In the geometric nonlinear analysis of structure’s progressive collapse, the actual and assumed displacement fields of line elements like beams and columns differ greatly. So fine division of line elements is needed to approximate the real displacement field, in order to improve the solution accuracy. The fine division of elements will increase the number of elements, which will affect the solution efficiency. To ensure the accuracy and efficiency of solution, flexibility-based fiber line element is used in this paper [19]. Sectional resistance and tangent stiffness of the flexibility-based beam-column elements are calculated by force function interpolation. Calculation is possible as long as the number of elements and the number of integration points are determined according to the dimensions of line members without the need to refine displacement field. In the nonlinear calculation process, good results can be obtained, and convergence is overall favorable.

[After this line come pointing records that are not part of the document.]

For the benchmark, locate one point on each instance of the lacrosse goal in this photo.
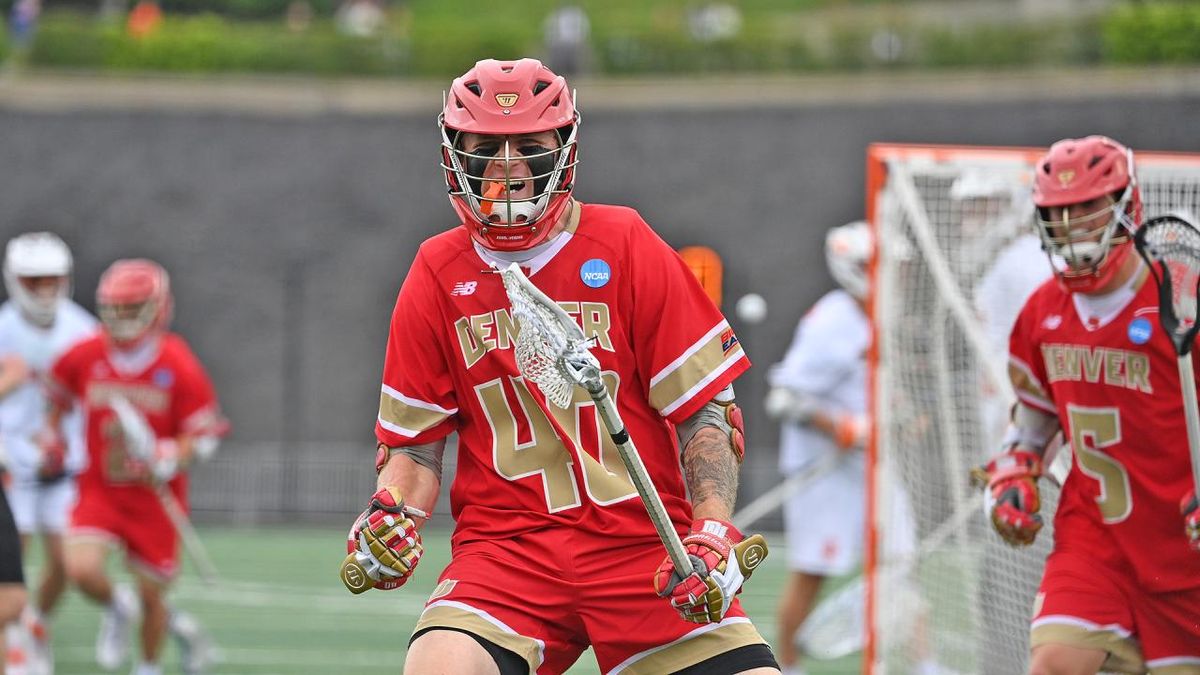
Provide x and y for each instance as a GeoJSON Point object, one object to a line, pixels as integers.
{"type": "Point", "coordinates": [940, 392]}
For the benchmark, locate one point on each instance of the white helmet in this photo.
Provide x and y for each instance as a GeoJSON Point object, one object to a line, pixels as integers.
{"type": "Point", "coordinates": [37, 255]}
{"type": "Point", "coordinates": [849, 250]}
{"type": "Point", "coordinates": [993, 208]}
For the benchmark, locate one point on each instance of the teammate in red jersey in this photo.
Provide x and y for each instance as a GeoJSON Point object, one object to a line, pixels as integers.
{"type": "Point", "coordinates": [137, 365]}
{"type": "Point", "coordinates": [552, 548]}
{"type": "Point", "coordinates": [1121, 589]}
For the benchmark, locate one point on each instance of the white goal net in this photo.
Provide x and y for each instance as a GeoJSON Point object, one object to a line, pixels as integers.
{"type": "Point", "coordinates": [946, 217]}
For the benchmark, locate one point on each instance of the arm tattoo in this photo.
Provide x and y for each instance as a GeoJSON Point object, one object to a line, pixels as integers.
{"type": "Point", "coordinates": [711, 472]}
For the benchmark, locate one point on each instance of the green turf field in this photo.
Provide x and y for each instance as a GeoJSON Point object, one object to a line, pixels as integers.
{"type": "Point", "coordinates": [281, 608]}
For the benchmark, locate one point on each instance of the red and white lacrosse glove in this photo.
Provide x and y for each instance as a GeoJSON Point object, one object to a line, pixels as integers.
{"type": "Point", "coordinates": [723, 560]}
{"type": "Point", "coordinates": [1012, 499]}
{"type": "Point", "coordinates": [1191, 509]}
{"type": "Point", "coordinates": [53, 448]}
{"type": "Point", "coordinates": [165, 461]}
{"type": "Point", "coordinates": [385, 542]}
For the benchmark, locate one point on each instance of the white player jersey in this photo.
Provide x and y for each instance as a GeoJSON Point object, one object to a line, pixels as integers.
{"type": "Point", "coordinates": [999, 297]}
{"type": "Point", "coordinates": [23, 411]}
{"type": "Point", "coordinates": [827, 360]}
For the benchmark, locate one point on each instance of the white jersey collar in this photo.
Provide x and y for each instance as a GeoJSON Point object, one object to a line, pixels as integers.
{"type": "Point", "coordinates": [531, 258]}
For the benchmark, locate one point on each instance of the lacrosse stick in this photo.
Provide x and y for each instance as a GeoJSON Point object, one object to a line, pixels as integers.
{"type": "Point", "coordinates": [552, 352]}
{"type": "Point", "coordinates": [1170, 244]}
{"type": "Point", "coordinates": [139, 441]}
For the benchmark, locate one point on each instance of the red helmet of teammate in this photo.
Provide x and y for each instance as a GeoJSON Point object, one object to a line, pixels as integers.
{"type": "Point", "coordinates": [133, 300]}
{"type": "Point", "coordinates": [1075, 171]}
{"type": "Point", "coordinates": [510, 192]}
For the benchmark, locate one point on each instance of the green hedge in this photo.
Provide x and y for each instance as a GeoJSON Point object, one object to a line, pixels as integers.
{"type": "Point", "coordinates": [1153, 34]}
{"type": "Point", "coordinates": [432, 40]}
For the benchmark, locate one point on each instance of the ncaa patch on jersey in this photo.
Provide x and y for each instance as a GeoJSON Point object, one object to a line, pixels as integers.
{"type": "Point", "coordinates": [727, 340]}
{"type": "Point", "coordinates": [1139, 330]}
{"type": "Point", "coordinates": [595, 273]}
{"type": "Point", "coordinates": [162, 378]}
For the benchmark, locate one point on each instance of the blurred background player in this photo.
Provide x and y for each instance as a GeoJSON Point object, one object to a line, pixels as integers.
{"type": "Point", "coordinates": [996, 211]}
{"type": "Point", "coordinates": [552, 549]}
{"type": "Point", "coordinates": [1121, 589]}
{"type": "Point", "coordinates": [37, 323]}
{"type": "Point", "coordinates": [12, 577]}
{"type": "Point", "coordinates": [135, 362]}
{"type": "Point", "coordinates": [819, 392]}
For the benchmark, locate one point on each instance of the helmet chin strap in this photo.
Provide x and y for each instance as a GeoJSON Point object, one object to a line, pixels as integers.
{"type": "Point", "coordinates": [513, 213]}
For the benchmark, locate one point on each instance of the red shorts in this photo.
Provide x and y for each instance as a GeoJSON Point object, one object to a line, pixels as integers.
{"type": "Point", "coordinates": [1086, 604]}
{"type": "Point", "coordinates": [133, 517]}
{"type": "Point", "coordinates": [546, 598]}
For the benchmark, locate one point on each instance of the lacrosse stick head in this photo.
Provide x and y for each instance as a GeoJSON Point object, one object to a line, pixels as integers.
{"type": "Point", "coordinates": [551, 350]}
{"type": "Point", "coordinates": [1170, 245]}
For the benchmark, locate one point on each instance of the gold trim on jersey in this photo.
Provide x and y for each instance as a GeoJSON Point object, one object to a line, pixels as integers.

Since the OpenSees program is different from the commercial finite element programs, if nonlinear dynamic analysis is performed by simply killing the predesigned key members applying “birth-death element” technology, the degree of freedom of the overall structure will undergo changes. Moreover, the instantaneous removal of elements leads to great dynamic effect on the structure, which is likely to result in interruption or nonconvergence of calculation process. In this paper, to achieve precise calculation, first of all, the overall calculation was conducted on the model, and the static internal force and counterforce of failure node were obtained. Then, the key components were removed and the static internal force and counterforce before the components were removed were exerted on the components at the same time so as to make the structure equal to the overall structure before the components were removed. Finally, to obtain the transient oscillation effect of the structure, the static internal force and counterforce on the key nodes were instantaneously removed, and the time was returned to zero at the same time for nonlinear dynamic calculation [20]. The schematic diagram of analytical procedure is shown in Figure 3.

Figure 3: Element-deletion method.

Regarding iterative integration and solution, this paper employs Krylov-Newton algorithm to facilitate the convergence of program computation. Transformation method is used for boundary condition processing, while SparseSYM is utilized for solving dynamic analysis equations [21].

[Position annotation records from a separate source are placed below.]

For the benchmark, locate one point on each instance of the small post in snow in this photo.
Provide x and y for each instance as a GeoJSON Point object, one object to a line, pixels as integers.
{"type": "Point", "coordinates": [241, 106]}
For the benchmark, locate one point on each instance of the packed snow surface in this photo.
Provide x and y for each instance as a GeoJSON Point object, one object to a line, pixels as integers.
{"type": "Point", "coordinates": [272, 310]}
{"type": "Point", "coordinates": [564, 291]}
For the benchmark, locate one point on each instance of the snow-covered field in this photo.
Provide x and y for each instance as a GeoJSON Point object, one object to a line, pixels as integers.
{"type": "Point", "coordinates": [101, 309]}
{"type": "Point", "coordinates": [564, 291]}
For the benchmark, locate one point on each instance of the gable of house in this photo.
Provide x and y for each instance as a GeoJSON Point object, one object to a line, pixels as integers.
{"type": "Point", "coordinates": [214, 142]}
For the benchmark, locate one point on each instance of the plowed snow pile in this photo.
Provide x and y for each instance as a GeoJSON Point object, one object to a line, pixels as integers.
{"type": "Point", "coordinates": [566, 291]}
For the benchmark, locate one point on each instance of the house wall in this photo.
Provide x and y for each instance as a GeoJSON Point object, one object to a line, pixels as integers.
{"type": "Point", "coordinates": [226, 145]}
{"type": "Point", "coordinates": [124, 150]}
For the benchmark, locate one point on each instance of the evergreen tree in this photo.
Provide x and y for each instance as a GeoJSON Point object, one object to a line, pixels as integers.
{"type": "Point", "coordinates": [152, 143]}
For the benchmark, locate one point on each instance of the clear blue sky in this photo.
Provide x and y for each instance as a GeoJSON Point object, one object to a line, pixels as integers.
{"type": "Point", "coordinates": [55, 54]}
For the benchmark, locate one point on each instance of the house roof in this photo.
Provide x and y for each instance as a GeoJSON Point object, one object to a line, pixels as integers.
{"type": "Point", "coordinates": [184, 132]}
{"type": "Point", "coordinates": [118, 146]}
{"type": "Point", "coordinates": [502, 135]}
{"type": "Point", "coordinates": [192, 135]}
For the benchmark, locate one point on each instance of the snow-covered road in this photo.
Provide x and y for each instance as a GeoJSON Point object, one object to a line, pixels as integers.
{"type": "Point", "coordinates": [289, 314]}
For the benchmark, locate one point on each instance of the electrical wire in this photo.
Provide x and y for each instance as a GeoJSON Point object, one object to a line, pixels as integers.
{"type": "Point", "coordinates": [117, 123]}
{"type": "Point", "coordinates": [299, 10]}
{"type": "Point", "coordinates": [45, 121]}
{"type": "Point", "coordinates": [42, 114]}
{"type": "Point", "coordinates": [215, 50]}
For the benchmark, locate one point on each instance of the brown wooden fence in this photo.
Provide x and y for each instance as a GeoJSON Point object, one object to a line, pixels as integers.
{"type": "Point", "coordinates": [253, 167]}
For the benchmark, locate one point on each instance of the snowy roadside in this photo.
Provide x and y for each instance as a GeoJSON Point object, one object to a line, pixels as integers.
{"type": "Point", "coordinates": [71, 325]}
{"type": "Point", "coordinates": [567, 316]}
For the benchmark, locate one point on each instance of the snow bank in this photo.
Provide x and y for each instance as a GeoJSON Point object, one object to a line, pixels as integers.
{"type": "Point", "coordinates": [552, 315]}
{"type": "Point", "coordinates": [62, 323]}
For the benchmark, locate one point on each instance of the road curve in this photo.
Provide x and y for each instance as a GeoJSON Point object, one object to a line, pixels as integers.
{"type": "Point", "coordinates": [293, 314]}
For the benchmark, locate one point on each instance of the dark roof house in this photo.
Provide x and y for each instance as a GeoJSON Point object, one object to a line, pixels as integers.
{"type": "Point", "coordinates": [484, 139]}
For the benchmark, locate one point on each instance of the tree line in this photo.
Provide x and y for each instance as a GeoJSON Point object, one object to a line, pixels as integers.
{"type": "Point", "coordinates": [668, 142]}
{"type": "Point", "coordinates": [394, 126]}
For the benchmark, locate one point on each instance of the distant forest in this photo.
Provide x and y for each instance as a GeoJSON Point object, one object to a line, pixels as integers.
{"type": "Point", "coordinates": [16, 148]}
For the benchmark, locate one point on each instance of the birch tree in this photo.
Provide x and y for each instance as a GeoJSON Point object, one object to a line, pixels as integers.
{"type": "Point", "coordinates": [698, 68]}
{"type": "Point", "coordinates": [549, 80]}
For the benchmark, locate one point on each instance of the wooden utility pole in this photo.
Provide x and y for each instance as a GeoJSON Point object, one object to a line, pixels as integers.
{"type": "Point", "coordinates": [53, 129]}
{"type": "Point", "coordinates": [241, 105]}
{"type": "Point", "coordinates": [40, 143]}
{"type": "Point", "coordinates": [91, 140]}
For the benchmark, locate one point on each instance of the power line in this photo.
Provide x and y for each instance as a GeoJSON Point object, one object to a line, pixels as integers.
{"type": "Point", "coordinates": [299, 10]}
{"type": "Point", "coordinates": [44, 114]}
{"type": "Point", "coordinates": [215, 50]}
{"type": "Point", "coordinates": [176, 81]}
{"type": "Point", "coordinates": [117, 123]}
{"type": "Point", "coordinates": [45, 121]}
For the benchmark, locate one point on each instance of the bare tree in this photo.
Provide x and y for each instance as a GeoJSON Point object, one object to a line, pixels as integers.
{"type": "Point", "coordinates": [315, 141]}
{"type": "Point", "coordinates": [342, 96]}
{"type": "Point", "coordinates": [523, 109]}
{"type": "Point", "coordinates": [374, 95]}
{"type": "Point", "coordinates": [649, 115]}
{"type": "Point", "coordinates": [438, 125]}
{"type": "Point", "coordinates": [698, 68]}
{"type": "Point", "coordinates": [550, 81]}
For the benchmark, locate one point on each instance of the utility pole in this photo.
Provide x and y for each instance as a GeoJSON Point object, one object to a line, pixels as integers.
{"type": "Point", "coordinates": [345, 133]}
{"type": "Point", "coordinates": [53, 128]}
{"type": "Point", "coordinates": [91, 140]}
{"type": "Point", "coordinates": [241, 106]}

The SFI-MVLEM element is used as the shear wall element to calculate the elastoplastic behaviors of RC wall corresponding zones by taking into consideration the concrete confinement effect in the confinement zone of wall-edge members and the reinforcement assignment in the nonconfined zone of wall plates. Rebar is set according to the sectional design of members. Figure 4(a) shows the division of shear wall member elements, where the central joints and SFI-MVLEM elements are divided according to the shear wall height. In the figure, the modified ConcreteCM constitutive model is used for the concrete material, while the modified SteelMPF constitutive model is employed for the rebar material. The shear coefficient of element, dowel stiffness of rebar, and reinforcement ratio of members are calculated by applying the FSAM theory. The constitutive relations between concrete and rebar are integrated into a FSAM material constitutive model to perform the elastoplastic analysis of shear wall members. Finite elements of flexibility-based line system are modeled with the NonlinearBeamColumn element. Concrete is modeled using the Mander model, while rebar is modeled using the Giuffre-Gotto-Pinto model. For the models in this paper, two sets of shear wall elements are set up for each story taking the 5-story planar frame-shear wall structure as an example. Relevant schematic diagram is shown in Figure 4(b).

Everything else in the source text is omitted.